Nous avons besoin de la science et la science a besoin des femmes. Il ne s’agit pas seulement de s’engager en faveur de l’égalité des droits; il s’agit également de rendre la science plus ouverte, plus diversifiée et plus efficace », souligne les Directrices exécutives d’ONU femmes et de l’UNESCO.

Elles ont ajouté que pour être véritablement transformatrices, les politiques et programmes d’égalité des sexes doivent éliminer les stéréotypes sexistes par l’éducation, changer les normes sociales, promouvoir des modèles positifs de femmes scientifiques et sensibiliser les plus hauts niveaux de prise de décision. 

Nous devons nous assurer que les femmes et les filles ne participent pas seulement aux domaines des STIM, mais soient habilitées à diriger et à innover, et qu’elles sont soutenues par des politiques sur le lieu de travail et des cultures organisationnelles qui garantissent leur sécurité, prennent en compte leurs besoins en tant que parents et les incitent à progresser et s’épanouir dans ces carrières. Des enquêtes récentes menées dans 17 pays soulignent que les jeunes femmes souhaitent de toute urgence plus d’action gouvernementale, 75% des femmes interrogées âgées de 18 à 24 ans s’attendent à ce que leur gouvernement augmente le financement de l’égalité des sexes.

« L’UNESCO et l’ONU Femmes, avec tous nos partenaires, s’engagent à donner la priorité à l’égalité des sexes dans tous les aspects de notre travail: de la promotion de l’éducation de base aux STEM à la reconnaissance et au soutien du travail des femmes scientifiques du monde entier à travers des initiatives telles que le Programme de l’UNESCO « Pour les femmes et la science » et l’Organisation pour les femmes et la science dans le monde en développement, et en engageant les entreprises du secteur des STEM à prendre des engagements audacieux en matière d’égalité des sexes à travers les Principes d’autonomisation des femmes.

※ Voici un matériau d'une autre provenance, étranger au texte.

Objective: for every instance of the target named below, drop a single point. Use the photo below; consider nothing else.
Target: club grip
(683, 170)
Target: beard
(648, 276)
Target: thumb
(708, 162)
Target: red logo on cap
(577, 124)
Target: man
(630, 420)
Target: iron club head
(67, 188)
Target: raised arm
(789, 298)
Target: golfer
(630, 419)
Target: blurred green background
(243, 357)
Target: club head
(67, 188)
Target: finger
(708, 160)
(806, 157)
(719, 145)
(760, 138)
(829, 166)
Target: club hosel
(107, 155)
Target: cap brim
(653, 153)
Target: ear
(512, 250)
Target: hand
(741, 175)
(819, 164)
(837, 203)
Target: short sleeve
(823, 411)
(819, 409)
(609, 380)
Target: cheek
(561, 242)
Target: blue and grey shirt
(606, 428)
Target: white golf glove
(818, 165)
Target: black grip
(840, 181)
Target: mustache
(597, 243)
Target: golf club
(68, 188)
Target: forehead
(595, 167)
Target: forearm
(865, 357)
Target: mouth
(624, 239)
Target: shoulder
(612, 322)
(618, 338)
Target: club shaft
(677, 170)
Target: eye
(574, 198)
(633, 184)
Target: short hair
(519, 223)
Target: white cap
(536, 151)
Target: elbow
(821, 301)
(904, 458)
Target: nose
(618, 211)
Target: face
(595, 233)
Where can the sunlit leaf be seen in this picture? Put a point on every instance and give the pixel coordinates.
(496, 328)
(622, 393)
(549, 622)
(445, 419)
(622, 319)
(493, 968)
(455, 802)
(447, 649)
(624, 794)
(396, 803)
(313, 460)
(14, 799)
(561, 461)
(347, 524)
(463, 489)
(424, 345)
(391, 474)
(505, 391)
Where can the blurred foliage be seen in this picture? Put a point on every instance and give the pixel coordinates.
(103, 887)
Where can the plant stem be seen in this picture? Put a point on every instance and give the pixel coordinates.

L’UNESCO, conformément à ses deux priorités mondiales, l’Afrique et l’égalité des sexes, est particulièrement active sur le continent africain, accompagnant les filles avec des programmes de mentorat en ligne au Kenya, par exemple, et fournissant aux laboratoires scolaires des kits de microsciences en République Démocratique du Congo », ont-elles précisé. 

Selon Phumzile Mlambo et Audrey Azoulay, les femmes scientifiques sont une source d’inspiration pour les jeunes filles du monde entier désireuses de se lancer dans les domaines scientifiques. Aujourd’hui, alors que nous célébrons la Journée internationale des femmes et des filles et des sciences, il est de notre devoir de leur ouvrir la voie, de construire un avenir plus juste et plus égalitaire. Pour reprendre les mots de Jennifer Doudna, lauréate du prix Nobel de chimie 2020, «j’aime le processus de découverte». Pour toutes les filles qui envisagent une carrière scientifique, cela devrait être aussi simple que cela.